До тех пор я не смотрел ему в глаза — теперь резко поднял голову, озадаченный и несколько сбитый с толку. Несомненно, этого он и добивался. От имени, данного мне при крещении, я отказался, когда принял постриг в монастыре Сан-Доменико Маджоре. Вместо него я получил имя Джордано и лишь ненадолго в пору своих скитаний вернул себе имя Филиппо. Так изящно Уолсингем продемонстрировал мне, насколько велики его возможности и обширны сведения. Конечно же он был доволен произведенным эффектом, но я быстро оправился и сказал:
— Я вижу одно: лишь глупец попытался бы утаить что-то от человека, который при первой же встрече называет меня тем именем, что дали мне родители, — именем, о котором я позабыл на двадцать лет.
Уолсингем улыбнулся:
— Пока этого достаточно, вы же не глупец. Вам присуща опрометчивость, но отнюдь не глупость. А теперь, если желаете, я скажу вам, что мне еще известно о вас, доктор Джордано Бруно из Нолы.
— Разумеется, но, надеюсь, вы позволите мне отделить истину, пусть даже не слишком приятную, от пустых слухов.
— Превосходно. — Он снисходительно улыбнулся. — Вы родились в Ноле близ Неаполя, вы сын солдата и в отрочестве поступили в монастырь Сан-Доменико Маджоре. Примерно через тринадцать лет вы покинули монастырь и три года скитались по Италии, спасаясь от инквизиции, объявившей вас еретиком. Затем вы преподавали в Женеве и во Франции, добрались до Парижа и пользовались там покровительством короля Генриха. Вы преподаете искусство памяти, которое многие считают чернокнижничеством, и страстно защищаете учение Коперника, объявившего Солнце, а не Землю центром Вселенной, хотя это учение и католики, и лютеране единодушно считают ересью.
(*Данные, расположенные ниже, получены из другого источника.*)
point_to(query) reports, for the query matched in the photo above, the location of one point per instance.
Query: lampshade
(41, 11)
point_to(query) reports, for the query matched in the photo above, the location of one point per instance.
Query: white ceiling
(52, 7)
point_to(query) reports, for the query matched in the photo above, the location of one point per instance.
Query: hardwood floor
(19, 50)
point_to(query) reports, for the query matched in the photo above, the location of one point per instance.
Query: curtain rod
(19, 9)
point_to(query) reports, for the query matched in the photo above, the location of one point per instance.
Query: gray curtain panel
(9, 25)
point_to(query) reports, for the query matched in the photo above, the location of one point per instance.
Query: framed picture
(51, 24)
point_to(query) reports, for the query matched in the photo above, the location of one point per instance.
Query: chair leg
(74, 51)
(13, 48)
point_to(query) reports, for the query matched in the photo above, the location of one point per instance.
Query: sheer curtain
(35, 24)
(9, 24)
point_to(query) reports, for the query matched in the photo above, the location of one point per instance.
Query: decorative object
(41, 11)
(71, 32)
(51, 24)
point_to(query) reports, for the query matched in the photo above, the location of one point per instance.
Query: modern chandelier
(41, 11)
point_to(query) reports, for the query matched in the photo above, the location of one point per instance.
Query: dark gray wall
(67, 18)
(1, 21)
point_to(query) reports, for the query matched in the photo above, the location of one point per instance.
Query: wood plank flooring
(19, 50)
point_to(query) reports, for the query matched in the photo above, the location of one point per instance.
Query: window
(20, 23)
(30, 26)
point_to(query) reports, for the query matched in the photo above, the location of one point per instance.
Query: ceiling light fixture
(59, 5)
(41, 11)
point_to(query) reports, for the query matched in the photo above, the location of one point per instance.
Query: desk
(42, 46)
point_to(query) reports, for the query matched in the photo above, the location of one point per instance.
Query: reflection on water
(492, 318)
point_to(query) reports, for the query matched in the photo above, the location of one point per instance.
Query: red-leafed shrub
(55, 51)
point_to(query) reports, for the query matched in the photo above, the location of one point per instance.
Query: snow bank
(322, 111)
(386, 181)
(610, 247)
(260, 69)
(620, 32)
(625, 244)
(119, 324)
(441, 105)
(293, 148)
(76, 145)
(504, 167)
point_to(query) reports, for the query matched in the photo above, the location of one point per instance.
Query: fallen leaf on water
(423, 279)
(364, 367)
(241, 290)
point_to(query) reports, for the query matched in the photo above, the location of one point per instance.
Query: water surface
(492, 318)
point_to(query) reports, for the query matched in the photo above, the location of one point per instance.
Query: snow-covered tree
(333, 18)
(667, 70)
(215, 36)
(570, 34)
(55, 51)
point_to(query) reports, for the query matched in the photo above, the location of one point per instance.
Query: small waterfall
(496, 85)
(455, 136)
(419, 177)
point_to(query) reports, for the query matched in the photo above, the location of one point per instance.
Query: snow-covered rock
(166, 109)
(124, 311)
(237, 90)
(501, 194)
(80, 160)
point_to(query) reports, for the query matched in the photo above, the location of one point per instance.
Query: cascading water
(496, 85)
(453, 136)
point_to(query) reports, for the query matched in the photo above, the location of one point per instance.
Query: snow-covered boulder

Он глянул на меня, ожидая подтверждения, и я кивнул.
— Вам многое известно, — признал я.
Уолсингем снова улыбнулся.
— Вот уж это вовсе не магия, Бруно. В Падуе вы пробыли недолго, но там вы свели знакомство с английским придворным Филипом Сидни. Ну так вот — в скором времени он женится на моей дочери Фрэнсис.
— Более достойного зятя вы не могли бы найти. Буду счастлив встретиться с ним, — искренне ответил я.
Уолсингем кивнул.
— Любопытно все же, почему вы ушли из монастыря?
— Меня застукали, когда я читал Эразма в нужнике.
С минуту он молча взирал на меня, потом закинул голову и расхохотался. Такой густой, с хрипом, хохот мог бы быть у медведя, если бы медведь умел смеяться.
— У меня имелись и другие сочинения из списка запрещенных книг. Настоятель вызвал инквизитора, но я успел сбежать. За это меня отлучили. — Я прошелся взад и вперед, сложив руки за спиной и сам себе удивляясь: вот уж не думал, что буду вспоминать эти события в зеленом английском саду.
С каким-то непонятным выражением лица министр присмотрелся ко мне и покачал головой, словно я его озадачил.
— Интересный вы человек, Бруно. Вам пришлось бежать из Италии от обвинений в ереси, но в Женеве кальвинисты схватили вас и тоже отдали под суд за вашу веру.
Я поклонился, то ли соглашаясь, то ли не соглашаясь.
— В Женеве вышло недоразумение. Я убедился в том, что кальвинисты всего лишь подменили один набор тупых догм другим.
Вновь этот взгляд — как будто министр проникся восхищением к моей скромной персоне — и вновь медвежий смех.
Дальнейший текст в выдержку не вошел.